The presidency in Israel is largely ceremonial since the Prime Minister holds the executive political power. The president is chosen through a secret ballot by the members of parliament to serve a single seven-year term. Once elected, he consults the party leaders and selects a member of parliament most likely to be the Prime Minister. Typically, the post is occupied by the leader with the most seats in parliament, but it is not a constitutional requirement. A party leader requires 61 seats in parliament to form a government without a coalition, but no party has ever garnered more than 56 seats. The party leader has 42 days to negotiate with the minor parties before presenting the government to the parliament for a vote of confidence. If the proposed government is approved, the party leader becomes the Prime Minister. Once the appointee assumes office, he is constitutionally required to occupy the official residence.

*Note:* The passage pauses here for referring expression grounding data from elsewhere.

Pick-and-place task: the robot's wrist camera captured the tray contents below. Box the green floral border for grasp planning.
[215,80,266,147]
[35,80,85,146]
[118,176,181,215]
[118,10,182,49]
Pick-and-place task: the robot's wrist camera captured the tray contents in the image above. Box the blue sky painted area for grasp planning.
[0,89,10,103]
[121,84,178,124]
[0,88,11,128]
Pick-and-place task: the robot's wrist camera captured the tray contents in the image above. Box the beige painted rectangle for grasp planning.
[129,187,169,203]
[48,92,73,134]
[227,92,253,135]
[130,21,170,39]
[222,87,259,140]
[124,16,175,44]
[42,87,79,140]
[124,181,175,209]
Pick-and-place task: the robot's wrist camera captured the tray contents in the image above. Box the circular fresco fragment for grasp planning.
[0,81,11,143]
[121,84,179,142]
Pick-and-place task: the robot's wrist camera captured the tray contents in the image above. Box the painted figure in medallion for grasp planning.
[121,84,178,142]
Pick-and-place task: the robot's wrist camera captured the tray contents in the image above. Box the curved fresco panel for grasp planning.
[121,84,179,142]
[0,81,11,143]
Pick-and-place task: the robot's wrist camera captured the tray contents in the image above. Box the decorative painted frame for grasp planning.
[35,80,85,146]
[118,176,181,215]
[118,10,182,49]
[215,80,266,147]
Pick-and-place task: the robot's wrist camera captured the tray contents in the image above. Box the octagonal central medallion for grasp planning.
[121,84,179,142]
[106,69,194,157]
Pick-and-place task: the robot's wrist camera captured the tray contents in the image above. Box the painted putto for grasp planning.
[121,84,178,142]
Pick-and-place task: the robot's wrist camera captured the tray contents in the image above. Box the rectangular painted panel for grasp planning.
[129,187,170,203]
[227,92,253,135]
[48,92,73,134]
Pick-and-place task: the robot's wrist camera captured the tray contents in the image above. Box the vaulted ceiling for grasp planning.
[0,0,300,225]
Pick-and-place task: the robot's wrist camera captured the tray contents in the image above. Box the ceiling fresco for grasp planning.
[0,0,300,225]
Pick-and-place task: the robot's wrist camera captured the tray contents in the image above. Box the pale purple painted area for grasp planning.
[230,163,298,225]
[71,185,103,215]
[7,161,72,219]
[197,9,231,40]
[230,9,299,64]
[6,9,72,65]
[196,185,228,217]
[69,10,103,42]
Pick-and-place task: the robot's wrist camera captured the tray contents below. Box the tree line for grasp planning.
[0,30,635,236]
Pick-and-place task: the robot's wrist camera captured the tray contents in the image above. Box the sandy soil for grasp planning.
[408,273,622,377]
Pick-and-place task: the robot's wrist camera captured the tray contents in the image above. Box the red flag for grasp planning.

Residence Of The Prime Minister Of Israel
Beit Aghion, also known as Beit Rosh HaMemshala, is the official residence of the Prime Minister of Israel. It is located in Balfour Street, Jerusalem. Jewish businessman Edward Aghion built the palace in 1938, though he spent most of his time in Alexandria, Egypt. Peter II, King of Yugoslavia, lived in the building in 1941, and in 1948 it was transformed into a hospital during the Arab-Israeli conflict. The government purchased the building in 1952 and turned it into an official residence for the Minister of Foreign Affairs. In 1974 it became the official residence of the Prime Minister. A wall was erected around the home in the 1990s, and a section of the street was closed to traffic.
The main structure is made up of several interconnected square blocks with a stairway at the center while part of the front section is modeled circularly. The Jerusalem stone coats the entire building. The palace also features an inner courtyard that is common with Islamic style structures.
Relocation Of The Residence
In February 2009, the government approved a project to unite the official residence and office of the Prime Minister by transferring the residence from Beit Aghion. The project was estimated to cost 650 million shekels ($180 million) and was heavily criticized as extravagant. A few months later the government suspended the plan, but in 2014 it was revived an approved by ministers.